L'actu vue par...
Gabriel Gaultier, fondateur et président de l'agence Jésus & Gabriel, commente pour Stratégies l'actualité sous l'angle de l'humour.

Le traitement de l’actualité par les humoristes dans les médias.
Je dirais qu’il y en a trop. Les humoristes sont partout, le format court règne et la pensée facile qui va avec. Le temps long, l’analyse reste le format de l’information. Ce n’est pas par hasard qu’il n’y a pas d’humour sur France Culture. Je suis bien content par exemple que Plantu soit enfin parti de la une du Monde avec ses dessins pleurnichards à la symbolique démago. L’ironie, c’est autre chose : c’est faire comprendre qu’il y a une face cachée dérrière les faits et Libération dans ses titres est souvent très bon dans cet exercice. Mais attention : quand ils représentent Fillon en Margaret Thatcher, on retombe dans la pensée facile, déja acceptée par le public du journal, on n’est pas loin de la propagande. Le contraire de la vérité n’est pas le mensonge, mais la certitude. L’information doit se battre en permanence contre les certitudes en vérifiant par trois fois les faits et en allant voir ce qui se passe derrière eux. L’humour n’a rien à faire là-dedans. Sa place est au bistrot, loin des micros.


Eden Hazard fait le bad buzz en jouant l'égérie d'un burger pour McDonald's. Peut-on encore faire de l'autodérision en publicité ? 
L'autodérision en publicité, c’est une forme de politesse. Une façon de dire : ok, on vous dérange sur votre trajet ou avant votre vidéo, alors on va prendre le risque de vous amuser. Ce sont plutôt les grand sentiments qui trouvent difficilement leur place dans la pub. La vertu et l’argent, cela reste un mariage difficile.

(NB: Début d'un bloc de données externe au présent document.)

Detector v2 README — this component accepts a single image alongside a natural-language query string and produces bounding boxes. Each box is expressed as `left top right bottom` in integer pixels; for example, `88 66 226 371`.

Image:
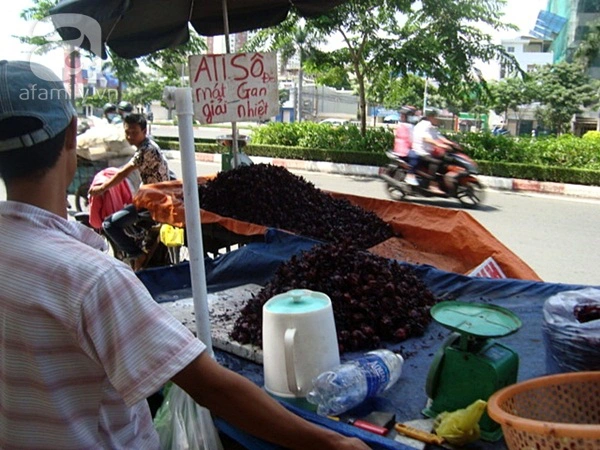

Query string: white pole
222 0 239 169
423 78 429 113
175 88 213 356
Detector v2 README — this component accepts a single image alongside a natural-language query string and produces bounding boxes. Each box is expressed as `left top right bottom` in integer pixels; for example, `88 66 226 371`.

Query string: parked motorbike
75 210 182 270
379 144 484 208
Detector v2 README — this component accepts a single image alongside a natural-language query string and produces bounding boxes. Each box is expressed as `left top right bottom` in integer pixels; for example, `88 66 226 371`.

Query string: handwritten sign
189 52 279 123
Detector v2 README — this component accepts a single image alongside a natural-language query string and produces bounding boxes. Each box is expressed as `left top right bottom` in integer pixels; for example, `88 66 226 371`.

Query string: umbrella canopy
50 0 345 58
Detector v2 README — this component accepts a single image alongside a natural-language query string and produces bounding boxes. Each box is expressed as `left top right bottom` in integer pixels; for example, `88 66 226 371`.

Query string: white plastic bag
542 288 600 373
154 384 223 450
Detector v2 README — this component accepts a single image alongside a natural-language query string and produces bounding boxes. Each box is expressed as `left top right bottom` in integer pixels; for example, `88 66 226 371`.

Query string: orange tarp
134 177 541 281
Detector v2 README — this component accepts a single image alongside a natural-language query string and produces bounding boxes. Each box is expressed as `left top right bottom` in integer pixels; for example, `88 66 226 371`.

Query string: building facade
536 0 600 79
500 36 554 79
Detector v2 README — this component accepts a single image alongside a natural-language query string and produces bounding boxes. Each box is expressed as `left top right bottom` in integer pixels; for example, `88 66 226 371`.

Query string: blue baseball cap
0 60 77 151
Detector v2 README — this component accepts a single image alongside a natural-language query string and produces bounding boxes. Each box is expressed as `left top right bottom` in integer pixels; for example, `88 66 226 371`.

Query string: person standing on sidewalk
0 61 368 450
89 114 169 268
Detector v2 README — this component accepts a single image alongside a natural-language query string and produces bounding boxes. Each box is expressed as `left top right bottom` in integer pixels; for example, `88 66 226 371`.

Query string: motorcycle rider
102 103 122 124
88 114 170 269
412 109 452 192
117 101 133 122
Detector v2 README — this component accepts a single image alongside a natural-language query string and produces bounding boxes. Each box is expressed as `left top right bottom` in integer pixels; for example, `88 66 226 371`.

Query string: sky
0 0 547 80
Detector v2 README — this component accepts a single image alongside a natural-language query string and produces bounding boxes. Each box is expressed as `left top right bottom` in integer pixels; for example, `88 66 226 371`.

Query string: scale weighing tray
431 301 522 338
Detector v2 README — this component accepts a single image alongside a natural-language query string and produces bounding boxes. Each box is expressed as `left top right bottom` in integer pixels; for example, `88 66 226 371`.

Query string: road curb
165 150 600 199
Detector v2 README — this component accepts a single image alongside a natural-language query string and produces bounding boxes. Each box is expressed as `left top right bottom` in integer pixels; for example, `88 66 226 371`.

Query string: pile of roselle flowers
230 242 438 352
198 164 394 249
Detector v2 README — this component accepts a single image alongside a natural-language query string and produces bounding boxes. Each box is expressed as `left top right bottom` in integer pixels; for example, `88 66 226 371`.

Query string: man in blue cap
0 61 368 450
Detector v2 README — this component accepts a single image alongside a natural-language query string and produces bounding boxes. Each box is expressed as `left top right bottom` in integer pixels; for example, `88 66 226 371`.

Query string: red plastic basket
488 372 600 450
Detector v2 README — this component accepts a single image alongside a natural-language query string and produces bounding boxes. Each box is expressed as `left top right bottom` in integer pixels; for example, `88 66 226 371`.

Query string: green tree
246 0 514 135
368 70 428 109
489 77 534 130
529 62 597 134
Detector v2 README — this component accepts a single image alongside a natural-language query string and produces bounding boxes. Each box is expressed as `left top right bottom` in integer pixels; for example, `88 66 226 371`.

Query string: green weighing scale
423 301 521 441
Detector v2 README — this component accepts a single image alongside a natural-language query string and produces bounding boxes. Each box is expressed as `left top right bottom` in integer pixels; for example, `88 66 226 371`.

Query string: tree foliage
246 0 515 134
529 62 597 133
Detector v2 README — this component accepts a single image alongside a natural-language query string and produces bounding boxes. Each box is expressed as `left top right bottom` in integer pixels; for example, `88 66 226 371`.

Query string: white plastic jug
263 289 340 398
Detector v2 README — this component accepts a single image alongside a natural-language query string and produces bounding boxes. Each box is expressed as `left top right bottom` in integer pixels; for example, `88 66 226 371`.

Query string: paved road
0 156 600 286
165 161 600 286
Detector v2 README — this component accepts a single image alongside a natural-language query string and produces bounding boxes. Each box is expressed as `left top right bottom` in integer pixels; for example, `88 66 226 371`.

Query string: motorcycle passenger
117 101 133 121
394 106 419 185
413 109 452 190
89 114 169 269
102 103 122 124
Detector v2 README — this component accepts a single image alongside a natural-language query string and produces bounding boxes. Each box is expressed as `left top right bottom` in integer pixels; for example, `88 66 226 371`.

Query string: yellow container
488 372 600 450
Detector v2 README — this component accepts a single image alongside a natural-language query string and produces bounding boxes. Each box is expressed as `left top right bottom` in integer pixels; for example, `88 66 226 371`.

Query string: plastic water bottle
307 349 404 416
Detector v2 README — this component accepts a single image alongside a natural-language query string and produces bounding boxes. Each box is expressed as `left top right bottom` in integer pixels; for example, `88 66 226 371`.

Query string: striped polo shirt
0 201 205 449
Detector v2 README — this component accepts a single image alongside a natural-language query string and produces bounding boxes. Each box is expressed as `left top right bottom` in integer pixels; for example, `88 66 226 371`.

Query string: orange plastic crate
488 372 600 450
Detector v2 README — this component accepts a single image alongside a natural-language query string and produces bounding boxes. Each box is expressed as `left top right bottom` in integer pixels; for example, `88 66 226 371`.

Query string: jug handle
283 328 301 394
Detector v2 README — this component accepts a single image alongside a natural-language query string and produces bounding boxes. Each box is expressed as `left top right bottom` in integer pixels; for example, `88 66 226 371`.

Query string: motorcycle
74 210 187 270
379 144 484 208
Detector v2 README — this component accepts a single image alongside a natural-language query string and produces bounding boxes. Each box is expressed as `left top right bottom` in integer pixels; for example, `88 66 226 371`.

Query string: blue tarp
138 230 600 449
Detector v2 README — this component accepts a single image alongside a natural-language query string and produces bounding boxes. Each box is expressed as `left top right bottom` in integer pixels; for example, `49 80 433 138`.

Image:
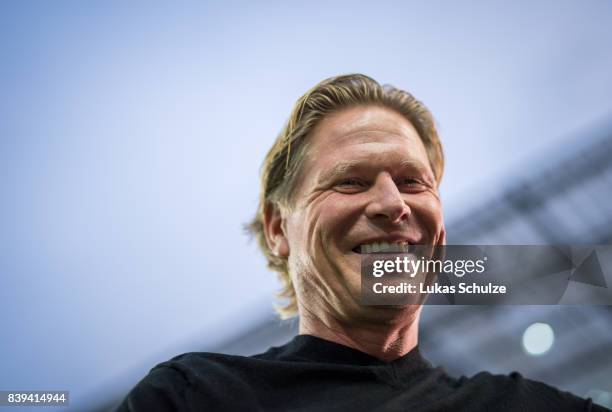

Le climat de censure des humoristes qui sévit sur Europe 1 et dans les médias du groupe de Bolloré.
Les humoristes me font chier à la radio comme à la télé. J’écoute France Inter à 7 heures pile pour ne pas me taper un abruti content de ses blagues satisfaites juste avant. Le problème, ce n’est pas ce que Bolloré fait des humoristes, mais ce qu’il veut faire de l’information. Posez-lui la question.

 

L’humour présidentiel, de Chirac à Macron, en passant par Hollande. Une désacralisation du statut du président, notamment dans le cadre du traditionnel défilé militaire de la fête nationale du 14 juillet.

L’erreur fondamentale du quinquennat de Macron a été de ne pas parler aux Français le 14 Juillet 2017. Il y en a eu d’autres, mais celle-là reste lourde de conséquences parce que c’était le début. Aucune blague ne rattrapera ça. C’est dommage parce que dans le dialogue, c’est là qu’il est le meilleur. Il pouvait décoincer le pays. Il aurait pu être le Tony Blair français au moins pour cent jours, il a préféré devenir Lecanuet.

Les influenceurs de l’ultra-droite qui envahissent les réseaux sociaux, et utilisent les mêmes codes que les humoristes/youtubeurs classiques.
Vous vous attendiez à quoi ? Un bateleur reste un bateleur. Je n’ai jamais aimé ni Coluche ni Desproges dans leur façon de caricaturer les braves gens ou de cracher sur la politique. Passé le rire, restent les mots. Quand Blanche Gardin dit d’un humoriste noir : « Mes grands parents possédaient ses grands parents », on rit bien, c’est très « politiquement incorrect ». Je suis sûr qu’à Valeurs Actuelles, ils se passent la blague.